The Okayama University Hospital has treated 38 patients with COVID-19. Most of them were in critical or severe clinical condition, with two patients subsequently requiring extracorporeal life support. Their ages ranged from 26 to 90 years, with a median age of 60 years (mean ± SD: 57 ± 20); and 20 (53%) were male. No patient has died at our hospital. As additional information, we report that the Emergency Rescue Team of the hospital has developed the portable transparent vinyl chloride shield as a feasible tool to securely cover the face of the COVID-19-positive patient during emergency transport (8).

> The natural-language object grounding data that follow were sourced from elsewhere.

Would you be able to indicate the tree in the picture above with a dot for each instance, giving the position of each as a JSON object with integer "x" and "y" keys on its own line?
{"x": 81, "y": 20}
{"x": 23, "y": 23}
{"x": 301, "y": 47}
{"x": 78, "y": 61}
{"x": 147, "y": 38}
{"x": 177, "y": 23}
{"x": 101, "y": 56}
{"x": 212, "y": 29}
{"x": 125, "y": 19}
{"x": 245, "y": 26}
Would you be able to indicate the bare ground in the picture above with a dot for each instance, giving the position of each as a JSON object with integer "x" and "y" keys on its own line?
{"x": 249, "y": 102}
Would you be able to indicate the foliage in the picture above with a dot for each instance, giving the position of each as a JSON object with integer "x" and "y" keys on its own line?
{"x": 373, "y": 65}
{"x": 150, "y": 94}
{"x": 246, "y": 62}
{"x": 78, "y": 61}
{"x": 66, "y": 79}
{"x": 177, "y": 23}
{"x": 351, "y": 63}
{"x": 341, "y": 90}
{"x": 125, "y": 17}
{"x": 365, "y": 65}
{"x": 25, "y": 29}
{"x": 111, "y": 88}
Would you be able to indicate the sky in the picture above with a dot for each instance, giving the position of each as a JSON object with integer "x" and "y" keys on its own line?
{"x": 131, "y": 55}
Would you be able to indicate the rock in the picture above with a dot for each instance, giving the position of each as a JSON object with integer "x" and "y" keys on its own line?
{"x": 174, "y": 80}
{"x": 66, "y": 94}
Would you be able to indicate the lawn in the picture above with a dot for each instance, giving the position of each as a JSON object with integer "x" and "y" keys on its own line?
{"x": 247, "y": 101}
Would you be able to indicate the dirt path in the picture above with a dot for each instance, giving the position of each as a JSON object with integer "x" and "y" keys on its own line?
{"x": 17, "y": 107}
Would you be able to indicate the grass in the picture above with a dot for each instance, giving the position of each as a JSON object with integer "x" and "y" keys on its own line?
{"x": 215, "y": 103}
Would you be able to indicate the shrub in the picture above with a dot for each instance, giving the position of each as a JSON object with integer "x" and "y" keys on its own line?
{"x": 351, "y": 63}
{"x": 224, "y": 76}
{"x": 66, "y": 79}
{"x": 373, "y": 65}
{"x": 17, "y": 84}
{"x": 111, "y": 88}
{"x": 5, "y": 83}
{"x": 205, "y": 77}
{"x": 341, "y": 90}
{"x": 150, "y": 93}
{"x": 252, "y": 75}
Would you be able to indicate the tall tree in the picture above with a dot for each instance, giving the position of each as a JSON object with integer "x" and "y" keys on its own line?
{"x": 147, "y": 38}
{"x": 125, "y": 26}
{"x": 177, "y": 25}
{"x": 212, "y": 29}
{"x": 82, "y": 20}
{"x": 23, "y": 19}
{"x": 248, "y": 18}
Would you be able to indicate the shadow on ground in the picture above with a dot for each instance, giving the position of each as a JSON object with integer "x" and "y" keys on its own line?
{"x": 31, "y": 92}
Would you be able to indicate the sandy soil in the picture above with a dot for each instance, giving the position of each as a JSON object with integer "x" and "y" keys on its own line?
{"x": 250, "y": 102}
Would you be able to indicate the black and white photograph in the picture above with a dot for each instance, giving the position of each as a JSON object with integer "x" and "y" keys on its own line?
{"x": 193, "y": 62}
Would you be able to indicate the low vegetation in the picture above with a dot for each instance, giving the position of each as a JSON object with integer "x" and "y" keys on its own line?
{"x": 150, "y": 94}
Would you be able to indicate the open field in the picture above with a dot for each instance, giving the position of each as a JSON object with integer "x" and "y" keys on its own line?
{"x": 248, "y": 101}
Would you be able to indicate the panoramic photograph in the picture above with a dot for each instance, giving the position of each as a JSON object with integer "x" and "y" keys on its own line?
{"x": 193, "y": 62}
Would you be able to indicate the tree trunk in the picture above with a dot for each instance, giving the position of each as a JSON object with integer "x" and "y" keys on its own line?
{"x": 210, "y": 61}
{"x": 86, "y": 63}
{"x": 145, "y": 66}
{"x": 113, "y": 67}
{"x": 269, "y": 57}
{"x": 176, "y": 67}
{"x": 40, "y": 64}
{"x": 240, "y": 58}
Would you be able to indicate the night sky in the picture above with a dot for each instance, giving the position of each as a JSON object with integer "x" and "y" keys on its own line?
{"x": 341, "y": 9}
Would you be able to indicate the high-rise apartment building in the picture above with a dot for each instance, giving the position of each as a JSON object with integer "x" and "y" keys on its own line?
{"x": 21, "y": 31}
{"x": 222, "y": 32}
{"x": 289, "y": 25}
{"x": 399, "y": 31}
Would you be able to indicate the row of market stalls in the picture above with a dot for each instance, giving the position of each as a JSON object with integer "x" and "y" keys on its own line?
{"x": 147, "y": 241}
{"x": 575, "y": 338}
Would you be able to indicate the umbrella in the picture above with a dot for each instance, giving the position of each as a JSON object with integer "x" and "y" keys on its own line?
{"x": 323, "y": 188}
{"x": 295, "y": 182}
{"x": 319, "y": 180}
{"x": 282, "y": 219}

To prevent the spread of COVID-19, the National Institute of Infectious Diseases emphasizes the importance of taking action at the national and prefectural (not just local) levels. Considering the mode of transmission of SARS-CoV-2, high prevalence of COVID-19 is expected to prevail during and after November 2020, particularly because of its overlap with the epidemic period of influenza (2). It is critical to continue efforts in containment of SARS-CoV-2 transmission at an early phase, thereby simultaneously preventing infection spread and maintaining socioeconomic activities.

In conclusion, we infer the crucial importance of reinforcing and maintaining current public health measures including rapid and detailed comprehension of information related to infected persons and their surroundings, appropriate blocking of viral transmission, and early containment of infected persons. By doing so, it will be possible to minimize the infection spread and overlapping of the epidemic period of influenza in Okayama Prefecture, where the numbers of cases and deaths are fewer than those of more densely populated prefectures such as Tokyo, Osaka, Kanagawa, Aichi, and Saitama.

Funding: None.

Conflict of Interest

The authors have no conflicts of interest to disclose.